中和抗体とは、特定の病原体に感染後、それに対抗すべく生成される限定的な獲得免疫のことで、その毒性や感染力を減衰または消失させてくれる。新型コロナウイルスに対抗する中和抗体は、体内に侵入したウイルスの表面にあるスパイクたんぱく質に結合し、細胞への感染を妨げる。
多くの患者は発症から10~15日後に中和抗体の量がピークを迎え、退院から2週間後も安定していたことがわかった。抗体の量は年齢に関連しており、高齢者グループは若者グループの3倍以上であったことが報告されている。

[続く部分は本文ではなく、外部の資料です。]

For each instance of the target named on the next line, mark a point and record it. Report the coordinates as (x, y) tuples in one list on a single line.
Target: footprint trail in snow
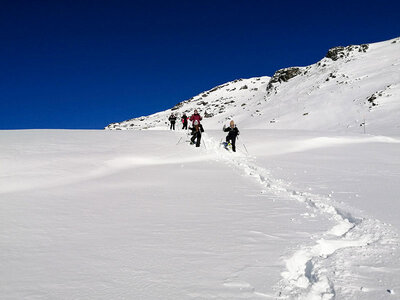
[(313, 271)]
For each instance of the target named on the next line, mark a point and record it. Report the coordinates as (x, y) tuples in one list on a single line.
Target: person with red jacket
[(195, 117)]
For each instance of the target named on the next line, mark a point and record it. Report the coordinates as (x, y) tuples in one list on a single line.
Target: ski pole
[(245, 148), (204, 142)]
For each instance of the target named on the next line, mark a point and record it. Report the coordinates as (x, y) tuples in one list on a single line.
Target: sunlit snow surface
[(144, 215)]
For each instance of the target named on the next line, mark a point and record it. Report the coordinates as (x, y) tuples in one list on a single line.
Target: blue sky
[(84, 64)]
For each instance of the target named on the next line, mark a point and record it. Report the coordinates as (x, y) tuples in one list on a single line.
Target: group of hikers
[(197, 128)]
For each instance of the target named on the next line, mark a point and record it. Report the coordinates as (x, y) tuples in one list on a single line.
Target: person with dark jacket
[(195, 117), (172, 119), (233, 132), (184, 121), (197, 129)]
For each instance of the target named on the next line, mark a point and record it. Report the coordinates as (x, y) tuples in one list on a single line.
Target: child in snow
[(233, 132), (172, 119)]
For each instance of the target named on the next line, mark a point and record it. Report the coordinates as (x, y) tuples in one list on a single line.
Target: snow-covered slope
[(348, 87), (140, 215)]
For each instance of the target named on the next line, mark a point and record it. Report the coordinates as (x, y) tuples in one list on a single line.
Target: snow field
[(134, 214)]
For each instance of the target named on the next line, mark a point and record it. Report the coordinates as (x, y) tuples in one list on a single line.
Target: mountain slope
[(351, 84)]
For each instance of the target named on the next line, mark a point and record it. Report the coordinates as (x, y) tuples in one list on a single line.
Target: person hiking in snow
[(195, 117), (233, 132), (172, 119), (184, 121), (197, 129)]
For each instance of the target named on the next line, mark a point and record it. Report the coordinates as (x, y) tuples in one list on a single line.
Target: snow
[(307, 208), (131, 214)]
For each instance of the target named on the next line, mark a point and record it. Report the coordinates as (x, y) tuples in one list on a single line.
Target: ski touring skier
[(172, 119), (197, 129), (233, 132), (195, 117), (184, 121)]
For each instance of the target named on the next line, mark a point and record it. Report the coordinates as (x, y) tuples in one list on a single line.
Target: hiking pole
[(204, 142), (245, 148)]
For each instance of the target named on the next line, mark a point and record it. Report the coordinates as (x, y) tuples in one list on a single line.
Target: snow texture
[(307, 208)]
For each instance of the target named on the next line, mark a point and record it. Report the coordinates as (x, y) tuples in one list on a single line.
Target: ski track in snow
[(306, 275)]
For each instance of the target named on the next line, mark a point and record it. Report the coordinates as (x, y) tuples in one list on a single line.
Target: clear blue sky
[(84, 64)]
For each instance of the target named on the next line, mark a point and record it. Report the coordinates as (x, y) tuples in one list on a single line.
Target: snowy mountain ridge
[(349, 86)]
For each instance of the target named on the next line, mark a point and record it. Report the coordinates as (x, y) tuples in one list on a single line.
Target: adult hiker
[(233, 132), (184, 121), (172, 119), (195, 117), (196, 133)]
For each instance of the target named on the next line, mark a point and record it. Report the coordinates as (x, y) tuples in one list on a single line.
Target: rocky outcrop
[(283, 75), (342, 52)]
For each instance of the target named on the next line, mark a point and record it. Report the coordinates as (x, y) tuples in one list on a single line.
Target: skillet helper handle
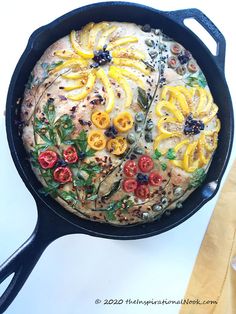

また、中年・高齢者グループは自然免疫の活性を示すリンパ球の値が低く、炎症の度合いを示すC反応性タンパク質(CRP)の値が若者グループよりも高かった。このことから研究チームは、年齢が高くなるにつれ、より高いレヴェルの中和抗体が治癒には必要ではないかと推測している。
興味深いことに、約30パーセントの患者からは非常に低いレヴェルの中和抗体しか検出されていない。10人にいたっては、検出可能な最低レヴェルを下回っていたという。
研究チームは、検出するうえで十分な量の抗体を獲得しなかった10人の患者について、「T細胞やサイトカインを含むほかの免疫反応が回復に寄与している可能性がある」と、プレプリント(査読前)の論文で説明している。つまり、白血球やリンパ球などの自然免疫が、十分な抗体ができる前にウイルスを撃退した可能性である。